Compare costs for custom work in 2025

FPWF - Tue Mar 25, 2:00AM CDT

If you hire someone to do custom work for your farming operation, what are they charging you? Is the amount per acre higher, lower or about average compared with what other custom operators are charging in your area?

The annual Iowa Farm Custom Rate Survey, conducted by Iowa State University Extension and Outreach, reports the average pricing for common services such as tillage, spraying, planting, fertilizer application, grain harvesting, forage harvesting, grain bin rental, grain drying, hauling and more. The survey report for 2025 is available at extension.iastate.edu/agdm/crops/pdf/a3-10.pdf.

Many Iowa farmers hire custom operators. Others rent machinery or do custom work for neighbors. Whether you hire custom work or provide services or rent machinery, you can review and compare your rates with those paid across the state.

Helpful information

A summary of the 2025 survey report was published in the March edition of ISU’s Ag Decision Maker digital newsletter.

The report is based on 193 responses and 3,703 custom rates provided by Iowa farmers, custom operators and farm managers. The survey was mailed to 371 people via U.S. mail and 633 via email in February.

Farm tasks listed in the report include everything from planting to harvesting, with custom rate cost data that reflects the average, median and range for each task.

Rates in the report are the amounts expected to be charged or paid in 2025 and include fuel and labor unless otherwise noted. Average price for diesel fuel (highway-retail including taxes) was assumed to be $3.66 per gallon (as projected by U.S. Energy Information Administration in early February).

If you are interested in renting machinery and want to compare your cost with rental charges elsewhere, the survey can help you with this too. Rental rates for some machinery items are shown in the last section of the report, along with a worksheet for estimating rental rates for other machinery.

Rates have increased

Ann Johanns, ISU Extension program specialist and editor of Ag Decision Maker, says the report is a valuable resource for custom operators and for people who hire custom work in Iowa.

“This survey report is heavily used by Iowans and others across the Midwest, as the 170,000 downloads of the 2024 publication in the past year shows,” Johanns says. “The 2025 survey found there is a 5% price increase across all surveyed categories. The change from 2024 to 2025 varies across categories, with complete harvesting and hauling for corn and soybeans increasing by 9% and hired labor going up by 4%.”

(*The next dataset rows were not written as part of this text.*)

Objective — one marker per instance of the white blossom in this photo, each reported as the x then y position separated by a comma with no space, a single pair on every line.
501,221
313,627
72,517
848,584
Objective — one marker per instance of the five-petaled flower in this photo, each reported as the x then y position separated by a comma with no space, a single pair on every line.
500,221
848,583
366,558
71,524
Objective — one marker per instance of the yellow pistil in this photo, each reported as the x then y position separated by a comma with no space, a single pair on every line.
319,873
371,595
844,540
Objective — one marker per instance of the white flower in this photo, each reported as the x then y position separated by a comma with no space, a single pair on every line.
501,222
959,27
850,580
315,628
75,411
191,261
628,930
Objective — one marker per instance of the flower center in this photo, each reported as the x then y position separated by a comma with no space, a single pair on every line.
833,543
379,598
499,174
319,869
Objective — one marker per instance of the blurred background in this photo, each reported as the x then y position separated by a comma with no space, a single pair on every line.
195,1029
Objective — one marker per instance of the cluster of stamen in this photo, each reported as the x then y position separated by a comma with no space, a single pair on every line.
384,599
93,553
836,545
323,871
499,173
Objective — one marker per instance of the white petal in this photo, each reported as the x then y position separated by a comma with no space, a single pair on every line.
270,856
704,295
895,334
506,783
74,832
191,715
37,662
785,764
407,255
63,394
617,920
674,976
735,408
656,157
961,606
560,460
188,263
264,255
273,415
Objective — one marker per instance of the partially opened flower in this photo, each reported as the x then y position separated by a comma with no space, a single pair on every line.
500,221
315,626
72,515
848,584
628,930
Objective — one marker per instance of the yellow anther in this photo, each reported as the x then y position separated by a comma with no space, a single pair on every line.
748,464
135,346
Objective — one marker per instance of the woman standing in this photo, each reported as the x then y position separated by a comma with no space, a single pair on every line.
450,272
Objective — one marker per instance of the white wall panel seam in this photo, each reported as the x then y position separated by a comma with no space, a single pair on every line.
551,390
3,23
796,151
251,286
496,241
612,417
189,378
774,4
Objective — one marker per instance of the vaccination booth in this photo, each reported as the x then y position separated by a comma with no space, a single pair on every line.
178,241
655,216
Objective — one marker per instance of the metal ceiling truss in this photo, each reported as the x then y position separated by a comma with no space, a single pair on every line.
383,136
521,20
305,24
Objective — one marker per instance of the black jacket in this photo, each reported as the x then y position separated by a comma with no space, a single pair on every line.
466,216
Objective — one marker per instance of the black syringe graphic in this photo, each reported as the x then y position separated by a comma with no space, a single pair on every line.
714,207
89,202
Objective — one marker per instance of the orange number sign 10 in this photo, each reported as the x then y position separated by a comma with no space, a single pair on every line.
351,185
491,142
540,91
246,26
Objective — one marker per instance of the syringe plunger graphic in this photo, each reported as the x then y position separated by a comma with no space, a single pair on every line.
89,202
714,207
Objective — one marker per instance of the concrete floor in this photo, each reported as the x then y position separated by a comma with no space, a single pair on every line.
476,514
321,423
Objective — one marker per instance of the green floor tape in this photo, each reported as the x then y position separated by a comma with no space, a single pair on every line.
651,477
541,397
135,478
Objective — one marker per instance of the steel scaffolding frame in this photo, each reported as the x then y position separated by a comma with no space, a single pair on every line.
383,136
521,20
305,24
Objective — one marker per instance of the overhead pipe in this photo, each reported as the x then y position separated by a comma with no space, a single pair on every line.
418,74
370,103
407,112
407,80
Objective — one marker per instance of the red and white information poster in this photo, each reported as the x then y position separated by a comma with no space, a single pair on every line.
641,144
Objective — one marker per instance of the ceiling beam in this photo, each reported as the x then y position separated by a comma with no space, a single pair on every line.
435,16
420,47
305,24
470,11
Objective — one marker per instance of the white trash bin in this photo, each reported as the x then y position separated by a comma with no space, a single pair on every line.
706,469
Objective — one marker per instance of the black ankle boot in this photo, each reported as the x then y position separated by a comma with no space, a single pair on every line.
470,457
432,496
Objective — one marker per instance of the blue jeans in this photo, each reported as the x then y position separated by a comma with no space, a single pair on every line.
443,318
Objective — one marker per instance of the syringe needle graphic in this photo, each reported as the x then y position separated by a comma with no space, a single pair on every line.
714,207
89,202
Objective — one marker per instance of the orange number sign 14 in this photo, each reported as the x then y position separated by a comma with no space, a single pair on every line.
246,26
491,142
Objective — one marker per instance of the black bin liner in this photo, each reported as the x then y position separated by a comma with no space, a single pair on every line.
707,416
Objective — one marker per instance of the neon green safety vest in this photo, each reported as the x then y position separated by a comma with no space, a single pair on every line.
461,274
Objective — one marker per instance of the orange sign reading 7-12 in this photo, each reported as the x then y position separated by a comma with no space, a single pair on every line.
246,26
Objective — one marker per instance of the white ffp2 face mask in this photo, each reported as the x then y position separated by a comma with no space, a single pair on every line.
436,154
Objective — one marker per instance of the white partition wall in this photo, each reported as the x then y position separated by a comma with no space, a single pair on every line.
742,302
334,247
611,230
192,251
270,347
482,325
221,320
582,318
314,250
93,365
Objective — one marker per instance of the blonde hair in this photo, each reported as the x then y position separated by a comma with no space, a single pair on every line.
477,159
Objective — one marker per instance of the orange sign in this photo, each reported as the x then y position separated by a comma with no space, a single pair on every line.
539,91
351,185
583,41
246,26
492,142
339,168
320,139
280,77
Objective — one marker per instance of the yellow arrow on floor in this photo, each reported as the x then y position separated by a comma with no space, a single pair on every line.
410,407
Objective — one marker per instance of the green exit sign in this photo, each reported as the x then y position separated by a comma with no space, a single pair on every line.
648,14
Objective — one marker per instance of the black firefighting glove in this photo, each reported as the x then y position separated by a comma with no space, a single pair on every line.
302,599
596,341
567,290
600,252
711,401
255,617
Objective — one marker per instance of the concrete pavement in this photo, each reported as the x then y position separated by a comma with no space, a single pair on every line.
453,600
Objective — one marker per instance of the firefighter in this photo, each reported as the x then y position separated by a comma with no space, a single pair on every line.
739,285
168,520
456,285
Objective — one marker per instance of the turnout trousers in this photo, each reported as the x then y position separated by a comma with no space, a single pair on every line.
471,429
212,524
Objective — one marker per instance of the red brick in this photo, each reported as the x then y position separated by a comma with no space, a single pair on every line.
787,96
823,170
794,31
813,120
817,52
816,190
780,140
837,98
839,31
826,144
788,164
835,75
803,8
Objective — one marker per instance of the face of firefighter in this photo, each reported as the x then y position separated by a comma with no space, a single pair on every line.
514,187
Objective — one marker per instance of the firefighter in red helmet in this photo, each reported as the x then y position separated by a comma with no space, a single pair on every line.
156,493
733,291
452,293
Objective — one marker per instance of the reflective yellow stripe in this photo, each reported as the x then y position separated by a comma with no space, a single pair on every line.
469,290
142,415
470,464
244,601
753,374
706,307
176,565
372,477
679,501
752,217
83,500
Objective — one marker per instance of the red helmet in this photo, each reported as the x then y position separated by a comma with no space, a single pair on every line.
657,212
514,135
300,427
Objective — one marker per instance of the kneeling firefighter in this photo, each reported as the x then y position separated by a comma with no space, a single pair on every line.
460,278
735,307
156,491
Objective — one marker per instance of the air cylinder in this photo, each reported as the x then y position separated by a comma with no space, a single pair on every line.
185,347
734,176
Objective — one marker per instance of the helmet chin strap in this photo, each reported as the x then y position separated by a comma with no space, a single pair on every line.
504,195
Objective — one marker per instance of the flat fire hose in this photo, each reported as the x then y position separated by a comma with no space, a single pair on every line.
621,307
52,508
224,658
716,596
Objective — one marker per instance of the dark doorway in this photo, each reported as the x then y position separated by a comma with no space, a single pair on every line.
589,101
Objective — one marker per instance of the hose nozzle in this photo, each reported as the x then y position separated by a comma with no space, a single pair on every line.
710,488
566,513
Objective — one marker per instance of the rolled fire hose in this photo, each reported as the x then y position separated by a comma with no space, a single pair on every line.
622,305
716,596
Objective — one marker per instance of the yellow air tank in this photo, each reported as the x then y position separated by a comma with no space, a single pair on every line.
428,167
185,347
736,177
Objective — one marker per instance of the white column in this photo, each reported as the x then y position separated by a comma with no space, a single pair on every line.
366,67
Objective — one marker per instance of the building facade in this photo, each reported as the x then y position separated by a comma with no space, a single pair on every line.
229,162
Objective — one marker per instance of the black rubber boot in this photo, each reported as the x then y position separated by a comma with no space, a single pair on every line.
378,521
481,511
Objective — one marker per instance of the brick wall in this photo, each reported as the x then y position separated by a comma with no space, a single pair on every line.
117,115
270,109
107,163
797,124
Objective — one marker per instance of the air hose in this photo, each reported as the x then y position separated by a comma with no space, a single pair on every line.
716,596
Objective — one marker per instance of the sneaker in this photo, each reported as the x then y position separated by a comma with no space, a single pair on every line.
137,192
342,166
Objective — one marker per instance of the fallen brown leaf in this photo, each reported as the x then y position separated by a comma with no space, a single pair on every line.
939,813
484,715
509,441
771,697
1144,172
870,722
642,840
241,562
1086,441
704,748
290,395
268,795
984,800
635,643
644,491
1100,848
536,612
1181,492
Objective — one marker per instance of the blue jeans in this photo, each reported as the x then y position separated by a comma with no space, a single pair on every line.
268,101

The custom rate survey is intended to be used only as a guide. Actual custom rates may vary according to availability of machinery in a given area, timeliness, operator skill, field size and shape, crop conditions and the performance characteristics of the machine being used.

“The survey is a valuable starting point in custom rate discussions, but any custom rate charged or paid should cover the operator’s cost of owning and operating the machinery being used,” Johanns says. “You need to know your costs. Just using the results of the survey alone might not be the right answer for your individual operation.”

Know your costs

If operators don’t have a good handle on their individual costs to own and operate specific machinery, there are helpful resources on the Ag Decision Maker website. They are listed in the Custom Operations and Machinery Management categories.

In addition to the “usual” operations, the 2025 Iowa Custom Rate Survey report has results for bulldozing, applying manure, crop scouting, rock picking, subsoiling, strip-tilling and many more.

Of the 3,446 usable responses on custom operations, 54% are service providers, 25% are service users, 6% are both service providers and users, and 15% are unknown. Sources of the 92 rates reported for machinery rentals are 56% machinery owners, 23% machinery renters, 8% machinery owners and renters, and 13% unknown. Sources of the 165 rates reported for wages are 86% employers, 5% employees, 2% employer and employee, and 7% unknown.

Historical custom rate data is summarized in Ag Decision Maker File A3-12, and past publications of the Iowa Farm Custom Rate Survey to year 2000 also are available online.

Survey participants needed

Information available in the annual Iowa Farm Custom Rate Survey is only possible due to the responses provided each year. If you are interested in joining the 2026 survey, send your mail or email address to Ann Johanns, ISU Borlaug Learning Center, 3327 290th St., Nashua, IA 50658, or contact her at 515-337-2766 or aholste@iastate.edu.

“We encourage farmers who do custom work — and farmers who hire custom work for their farming operation — to please participate in our survey,” Johanns says. “We appreciate your help.”